Available from 6 September 1993, the product could not be sold after 31 December 1993. Each tranche was offered for sale for a maximum of 40 days. The first tranche tied in with the start of the educational year and was available from 6th September to 4th October 1993.
- Eligible clients; UK Tax resident investors (and Crown Employees Overseas) age 18+. Plans were only on single life basis.
- The product is a lump sum investment product with a fixed five year term, designed to take advantage of Business Expansion Scheme taxation incentives investing in residential property linked to Oxford University Colleges.
- Zurich Marketing Services acted as distributors and Sponsors of the BES introducing investors to the BES Companies, sponsored by Hodgson Martin, an Edinburgh based Investment Management Company.
Each BES Company buys residential properties from AA Oxford College. The College in turn undertakes to buy back the properties at or about a specified date in the future at a price determined by the price of securities and designed to provide a return related to the original investment and to the performance of the FT-SE 100 Share Index. Growth in the FTSE 100 Share Index was locked in on an annual basis, a fall will be treated as nil growth. The growth in the FTSE 100 index was calculated and locked-in on an annual basis at 72% of the original investment. A fall in the FT-SE over a given year is treated as nil growth.
The set dates were 8th October each year (or next working day if 8th October is not a working day). The Colleges backed this commitment by investing appropriate amounts on deposit and in options with acceptable counterparties. This will be provided by an MTN with an AA institution and an option with UBS who are AAA.
The fixed return was set at 75p to give a money back return to standard rate taxpayers. The FT-SE 100 Gearing is .72 and reflects the charges levied by each party and the market conditions at the outset of the product.
The product could not be sold after 31 December 1993. Each tranche can be offered for sale for a maximum of 40 days.
The first tranche tied in with the start of the educational year and was available from 6th September to 4th October 1993.
There were four BES companies in the first tranche, these and the funds available to each company are set out below:
The Residence at Jesus College Plc - £2,470,000
The Residence at St Catherine's 1 Plc - £5,000,000
The Residence at St Catherine's 2 Plc - £4,648,000
The Residence at St Hilda's Plc - £4,965,000
The product has a 5 year term with maturity on 8th October 1998. (5 years from the Share Allocation date of 8 October 1993). and is designed to provide a return of 75p per £1 invested and an opportunity to participate in locked-in gains in the FTSE 100 Share Index.

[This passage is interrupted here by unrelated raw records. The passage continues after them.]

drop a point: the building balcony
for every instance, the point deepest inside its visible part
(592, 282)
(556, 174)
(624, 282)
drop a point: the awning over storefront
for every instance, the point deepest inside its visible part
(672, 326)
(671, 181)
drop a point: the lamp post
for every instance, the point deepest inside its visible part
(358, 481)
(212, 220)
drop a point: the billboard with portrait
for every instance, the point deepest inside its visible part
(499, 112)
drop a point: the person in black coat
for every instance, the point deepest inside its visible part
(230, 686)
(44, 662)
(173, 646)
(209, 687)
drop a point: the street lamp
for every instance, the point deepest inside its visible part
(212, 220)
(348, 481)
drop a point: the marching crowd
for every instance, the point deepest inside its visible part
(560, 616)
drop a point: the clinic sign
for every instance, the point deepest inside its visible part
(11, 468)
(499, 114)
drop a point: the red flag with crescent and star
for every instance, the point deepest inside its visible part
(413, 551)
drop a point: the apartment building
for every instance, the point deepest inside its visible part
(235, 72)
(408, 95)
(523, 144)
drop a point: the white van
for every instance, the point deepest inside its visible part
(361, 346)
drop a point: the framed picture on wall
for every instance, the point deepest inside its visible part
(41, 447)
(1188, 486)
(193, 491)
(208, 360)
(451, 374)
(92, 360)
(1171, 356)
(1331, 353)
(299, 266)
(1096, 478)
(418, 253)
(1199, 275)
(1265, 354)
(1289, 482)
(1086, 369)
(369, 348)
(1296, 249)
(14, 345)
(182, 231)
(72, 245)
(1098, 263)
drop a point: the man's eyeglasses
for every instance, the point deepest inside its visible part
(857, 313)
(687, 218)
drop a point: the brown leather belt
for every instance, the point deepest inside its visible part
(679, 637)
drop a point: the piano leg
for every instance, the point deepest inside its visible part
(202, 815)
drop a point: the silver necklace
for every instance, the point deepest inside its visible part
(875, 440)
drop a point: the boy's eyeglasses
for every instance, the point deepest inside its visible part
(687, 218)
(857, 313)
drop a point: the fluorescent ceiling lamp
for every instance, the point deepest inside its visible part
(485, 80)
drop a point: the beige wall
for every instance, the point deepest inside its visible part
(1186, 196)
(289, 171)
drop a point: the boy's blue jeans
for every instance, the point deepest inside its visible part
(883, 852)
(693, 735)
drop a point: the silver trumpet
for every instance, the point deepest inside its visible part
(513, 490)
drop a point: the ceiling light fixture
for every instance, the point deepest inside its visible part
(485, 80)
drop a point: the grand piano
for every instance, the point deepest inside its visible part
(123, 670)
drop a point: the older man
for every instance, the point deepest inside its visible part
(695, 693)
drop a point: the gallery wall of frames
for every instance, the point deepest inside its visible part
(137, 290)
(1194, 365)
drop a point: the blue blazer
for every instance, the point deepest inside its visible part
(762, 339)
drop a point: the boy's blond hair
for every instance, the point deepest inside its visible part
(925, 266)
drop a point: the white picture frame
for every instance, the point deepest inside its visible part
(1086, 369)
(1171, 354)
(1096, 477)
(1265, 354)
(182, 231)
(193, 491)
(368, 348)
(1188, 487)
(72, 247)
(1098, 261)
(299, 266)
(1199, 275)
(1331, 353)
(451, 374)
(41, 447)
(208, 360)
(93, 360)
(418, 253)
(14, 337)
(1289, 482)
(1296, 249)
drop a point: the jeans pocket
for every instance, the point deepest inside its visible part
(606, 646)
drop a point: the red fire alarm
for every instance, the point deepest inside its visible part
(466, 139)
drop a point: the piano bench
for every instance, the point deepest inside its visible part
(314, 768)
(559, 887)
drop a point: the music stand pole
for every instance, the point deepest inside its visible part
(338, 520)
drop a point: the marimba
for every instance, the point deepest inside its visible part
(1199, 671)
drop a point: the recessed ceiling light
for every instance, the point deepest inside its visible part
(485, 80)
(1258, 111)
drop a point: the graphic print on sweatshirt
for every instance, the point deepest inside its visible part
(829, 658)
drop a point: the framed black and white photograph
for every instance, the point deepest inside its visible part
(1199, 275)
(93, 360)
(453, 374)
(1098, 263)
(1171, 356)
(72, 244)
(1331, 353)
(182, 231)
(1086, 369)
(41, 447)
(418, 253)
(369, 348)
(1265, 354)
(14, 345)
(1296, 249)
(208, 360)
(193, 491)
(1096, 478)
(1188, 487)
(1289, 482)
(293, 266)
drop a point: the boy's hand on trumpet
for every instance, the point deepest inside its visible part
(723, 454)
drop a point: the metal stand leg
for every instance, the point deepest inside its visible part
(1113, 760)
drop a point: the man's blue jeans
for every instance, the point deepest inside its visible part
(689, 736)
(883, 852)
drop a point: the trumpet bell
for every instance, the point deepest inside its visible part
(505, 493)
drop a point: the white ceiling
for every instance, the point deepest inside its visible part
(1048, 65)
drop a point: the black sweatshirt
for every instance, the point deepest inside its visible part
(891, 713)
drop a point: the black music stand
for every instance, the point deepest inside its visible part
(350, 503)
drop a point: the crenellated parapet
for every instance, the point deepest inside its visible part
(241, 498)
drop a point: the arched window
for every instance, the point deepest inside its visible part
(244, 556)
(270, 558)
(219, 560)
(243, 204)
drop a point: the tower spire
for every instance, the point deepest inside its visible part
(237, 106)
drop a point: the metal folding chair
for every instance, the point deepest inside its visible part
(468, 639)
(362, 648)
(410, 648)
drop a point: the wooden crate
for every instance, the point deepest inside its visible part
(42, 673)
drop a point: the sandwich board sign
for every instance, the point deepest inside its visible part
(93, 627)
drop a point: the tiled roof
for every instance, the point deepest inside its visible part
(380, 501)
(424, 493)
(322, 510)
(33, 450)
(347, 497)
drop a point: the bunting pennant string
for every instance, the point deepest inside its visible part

- Death Benefit ~ the investment does not end on death but passes with the Client's estate.
There are no specific funds available although, at outset, clients had the opportunity to select one of the four different BES Companies (linked to specific Oxford University Colleges) in which to invest.
- The initial charge is 9.9% (Zurich 6.9%, Hodgson Martin 3.0%). The Universities payment comes from the difference between the purchase price of the properties and the funds they need to invest to provide the return.
- There is an annual Management Charge of 0.3% split 0.2% to Hodgson Martin, 0.1% to Zurich. There is a realisation fee of 0.5%, 0.4% to Hodgson Martin, 0.1% to Zurich.
Taxation and Trusts
Taxation, under the BES rules, investors could benefit from tax relief on up to £40,000 of their investment. The proceeds emerge tax free from the BES. In addition, for applications prior to 5 October 1993 Investors could carry back unused tax relief to the 92/93 tax year up to a maximum of 50% of their investment, or £5,000, whichever is the lower.
To qualify under the BES rules, property must either already be in existence but be tenanted after the BES shares have been issued, or be newly built and not yet tenanted. The BES company will be liable to Corporation Tax on its' profits, and this will be reflected in the FT-SE Gearing. provided the BES company qualifies, proceeds from the sale of BES Company Shares will be tax free in the hands of investors. Two key elements in the taxation of the BES are the availability and timing of tax relief on the investment and the continued qualification of the BES company.